Monday, January 19, 2015

January 19th, 1915

- Joffre today issues an order for 4th Army to commence planning for a resumption of its offensive in the Champagne.  However, the attack is to wait until dry weather, while General de Langle of 4th Army insists on fourteen days of preparation time.

- After a first attempt by Zeppelins to raid the English coast on January 13th was aborted due to heavy rain, a second attempt this evening by L 3 and L 4 is successful (L 6 was forced to turn back due to engine failure).  The former crossed the north Norfolk coast and made its way to the port of Great Yarmouth, where it dropped six 110-pound explosive bombs and seven incendiary bombs which do only minor damage while killing two civilians.  L 4, meanwhile, also crosses the coast in Norfolk, but its commander believes himself to be near the Humber estuary, almost eighty miles away.  This Zeppelin follows a meandering course over the English countryside, searching for a river that he is nowhere near to, periodically dropping bombs in response to being fired upon.  Notably, one of these bombs on the village of Sandringham, home of the royal home of the same name.  Believing his airship to be north of the Humber, the commander of L 4 drops seven explosive and six incendiary bombs on the town of King's Lynn, killing a woman and a boy.

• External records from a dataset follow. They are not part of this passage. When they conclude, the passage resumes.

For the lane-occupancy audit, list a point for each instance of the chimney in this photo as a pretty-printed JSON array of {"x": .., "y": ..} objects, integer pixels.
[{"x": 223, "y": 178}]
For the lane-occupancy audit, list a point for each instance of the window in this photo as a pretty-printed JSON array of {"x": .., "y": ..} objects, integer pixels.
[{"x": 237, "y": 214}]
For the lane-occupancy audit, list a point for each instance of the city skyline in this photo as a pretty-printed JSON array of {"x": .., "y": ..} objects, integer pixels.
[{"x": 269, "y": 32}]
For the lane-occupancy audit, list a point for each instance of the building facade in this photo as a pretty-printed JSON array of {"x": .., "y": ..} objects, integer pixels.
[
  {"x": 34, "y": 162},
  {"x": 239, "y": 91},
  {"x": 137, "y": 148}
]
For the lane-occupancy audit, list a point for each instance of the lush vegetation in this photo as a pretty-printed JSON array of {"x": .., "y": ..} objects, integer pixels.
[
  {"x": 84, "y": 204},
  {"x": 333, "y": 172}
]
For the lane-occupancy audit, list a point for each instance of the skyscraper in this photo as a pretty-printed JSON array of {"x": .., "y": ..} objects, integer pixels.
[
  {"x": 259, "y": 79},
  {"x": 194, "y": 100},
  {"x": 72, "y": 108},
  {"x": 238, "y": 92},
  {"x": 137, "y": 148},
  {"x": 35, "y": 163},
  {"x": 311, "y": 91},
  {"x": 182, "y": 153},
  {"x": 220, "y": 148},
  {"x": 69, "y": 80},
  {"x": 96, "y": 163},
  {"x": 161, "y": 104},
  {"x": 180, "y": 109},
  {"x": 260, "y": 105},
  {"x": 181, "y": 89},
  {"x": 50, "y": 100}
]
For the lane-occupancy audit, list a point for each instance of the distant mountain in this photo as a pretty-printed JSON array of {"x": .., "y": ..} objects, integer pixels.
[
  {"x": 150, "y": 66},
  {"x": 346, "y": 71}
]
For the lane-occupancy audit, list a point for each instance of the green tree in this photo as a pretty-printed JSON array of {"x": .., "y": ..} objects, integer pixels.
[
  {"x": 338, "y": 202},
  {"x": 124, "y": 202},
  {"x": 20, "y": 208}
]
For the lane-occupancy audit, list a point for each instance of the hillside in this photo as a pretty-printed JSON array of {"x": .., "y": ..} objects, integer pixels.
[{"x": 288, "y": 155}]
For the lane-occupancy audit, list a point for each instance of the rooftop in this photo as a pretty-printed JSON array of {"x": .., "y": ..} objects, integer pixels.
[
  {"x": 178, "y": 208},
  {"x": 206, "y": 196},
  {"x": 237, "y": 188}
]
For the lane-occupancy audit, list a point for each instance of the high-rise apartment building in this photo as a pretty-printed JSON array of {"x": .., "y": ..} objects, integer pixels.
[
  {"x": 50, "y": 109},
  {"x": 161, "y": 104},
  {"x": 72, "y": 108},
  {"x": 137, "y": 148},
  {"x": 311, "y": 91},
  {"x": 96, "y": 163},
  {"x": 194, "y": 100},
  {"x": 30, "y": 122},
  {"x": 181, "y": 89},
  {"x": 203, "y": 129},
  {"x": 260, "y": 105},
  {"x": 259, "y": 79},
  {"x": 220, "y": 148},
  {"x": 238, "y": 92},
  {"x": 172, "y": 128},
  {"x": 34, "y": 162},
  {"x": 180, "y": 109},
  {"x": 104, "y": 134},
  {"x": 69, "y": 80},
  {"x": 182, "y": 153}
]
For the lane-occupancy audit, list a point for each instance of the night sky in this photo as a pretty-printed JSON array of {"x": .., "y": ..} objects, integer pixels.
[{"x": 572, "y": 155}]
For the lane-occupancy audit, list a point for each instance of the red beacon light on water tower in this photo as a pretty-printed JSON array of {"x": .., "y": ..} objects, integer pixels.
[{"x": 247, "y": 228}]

Damaged property in King's Lynn after the bombing raid of L 4, January 19th, 1915.

- Though Admiral Fisher has acquiesced to the Dardanelles operation, he remains deeply concerned about the potential for naval losses in the effort to force the Straits.  Today he unburdens himself to Jellicoe in his typical forthright manner:

The Cabinet have decided on taking the Dardanelles solely with the navy using fifteen battleships and 32 other vessels, and keeping out there three battlecruisers and a flotilla of destroyers all urgently needed at the decisive theater at home.  There is only one way out and that is to resign.  But you say 'No!' which simply means I am a consenting party to what I absolutely disapprove.  I don't agree with one single step taken . . . The way the war is conducted both ashore and afloat is chaotic!  We have a new plan every week.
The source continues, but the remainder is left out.